Völkerverständigung

"Das schwierigste Projekt meines Lebens"

Pierre Dulaine, geboren in Jaffa und jetzt Tanzlehrer in New York. Im Rahmen des Filmfest München wird eine Dokumentation (Dancing in Jaffa) über Dulaine vorgestellt, in der er in Jaffa (Israel) ein Tanzprogramm an Schulen initiiert hat, bei dem jüdische und palästinensische Kinder zusammen tanzen.
Pierre Dulaine, geboren in Jaffa und jetzt Tanzlehrer in New York © picture alliance / dpa / Inga Kjer
Moderation: Christine Watty · 07.01.2014
Pierre Dulaine ist in seinen Geburtsort Jaffa zurückgekehrt, um dort Kindern das Tanzen zu lehren. Der Clou: Israelische und palästinensische Kinder tanzen gemeinsam. Das Projekt hat er mit der Filmemacherin Hilla Medalia auf die große Leinwand gebracht.
Christine Watty: Vladimir Balzer über den Film "Dancing in Jaffa". Und wir sind sehr froh, dass noch kurz vor der Berlin-Premiere dieses Films Pierre Dulaine zu uns ins Studio gekommen ist. Welcome, Mister Dulaine! Und wir begrüßen auch übrigens gleich an dieser Stelle den Übersetzer Jörg Taszman. Monsieur Dulaine, erzählen Sie uns von der Idee des Filmes. Sie arbeiten schon lange auch mit Schülern in New York zusammen. Was hat Sie bewogen, an Ihren Geburtsort zurückzukehren und dieses Tanzprojekt dort zu versuchen?

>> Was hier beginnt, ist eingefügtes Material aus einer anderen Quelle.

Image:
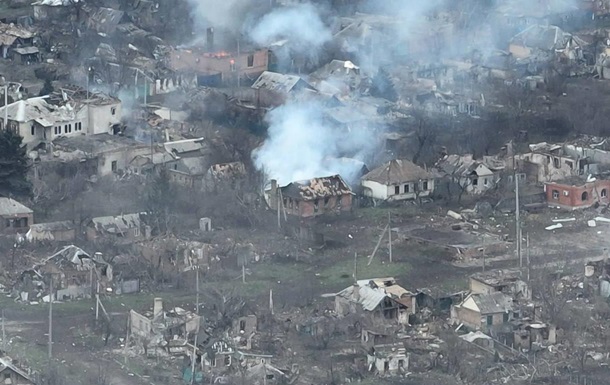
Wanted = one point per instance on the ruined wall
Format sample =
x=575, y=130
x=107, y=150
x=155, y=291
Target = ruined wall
x=577, y=197
x=102, y=118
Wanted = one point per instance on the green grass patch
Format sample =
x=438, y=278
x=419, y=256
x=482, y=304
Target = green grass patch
x=340, y=273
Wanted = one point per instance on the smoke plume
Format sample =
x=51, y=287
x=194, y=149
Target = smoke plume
x=301, y=145
x=301, y=25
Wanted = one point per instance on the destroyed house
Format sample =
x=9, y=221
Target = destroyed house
x=313, y=197
x=185, y=148
x=338, y=77
x=52, y=231
x=398, y=180
x=505, y=281
x=170, y=331
x=381, y=298
x=220, y=67
x=537, y=41
x=74, y=274
x=577, y=192
x=124, y=227
x=484, y=311
x=549, y=162
x=472, y=175
x=13, y=375
x=280, y=83
x=14, y=217
x=105, y=20
x=110, y=153
x=14, y=36
x=36, y=120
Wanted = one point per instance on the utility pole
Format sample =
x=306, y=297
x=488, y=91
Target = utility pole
x=51, y=319
x=3, y=333
x=355, y=267
x=197, y=289
x=527, y=245
x=390, y=235
x=518, y=221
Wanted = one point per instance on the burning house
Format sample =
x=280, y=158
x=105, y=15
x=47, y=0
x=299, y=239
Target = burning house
x=311, y=197
x=214, y=66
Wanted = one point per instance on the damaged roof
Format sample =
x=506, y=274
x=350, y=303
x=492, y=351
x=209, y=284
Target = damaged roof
x=118, y=224
x=317, y=188
x=545, y=37
x=273, y=81
x=492, y=303
x=397, y=171
x=7, y=364
x=52, y=226
x=105, y=19
x=10, y=206
x=182, y=146
x=11, y=32
x=370, y=292
x=39, y=110
x=227, y=170
x=462, y=165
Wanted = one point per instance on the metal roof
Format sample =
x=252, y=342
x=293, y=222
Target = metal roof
x=274, y=81
x=10, y=206
x=397, y=171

Pierre Dulaine: Erst einmal vielen, vielen Dank, dass ich hier in Berlin sein kann. Es ist sehr schön, hier zu sein, und, um auf Ihre Frage zurückzukommen: Ich habe den Kindern geholfen, ich habe Ihnen etwas beigebracht in New York City – und es gibt ihnen so viel Respekt füreinander auch, was das Arbeiten miteinander angeht und Toleranz. Und ich hatte diesen Traum seit einer langen Zeit, zurückzukehren an den Ort, wo ich geboren bin. Weil wir wissen, die politische Situation in Israel – und ich dachte mir, ich möchte den Kindern helfen, da, wo ich herkomme, wo ich geboren bin. Und ich hatte diesen Traum, dahin zu gehen, und es gab eine Frau Miri Shahaf Levi, die hatte meine ersten Dokumentarfilm gesehen über die Gesellschaftstänze, auf Englisch hieß dieser Film "Mad hot Ballroom", wo wir mit Kindern aus der Bronx arbeiten.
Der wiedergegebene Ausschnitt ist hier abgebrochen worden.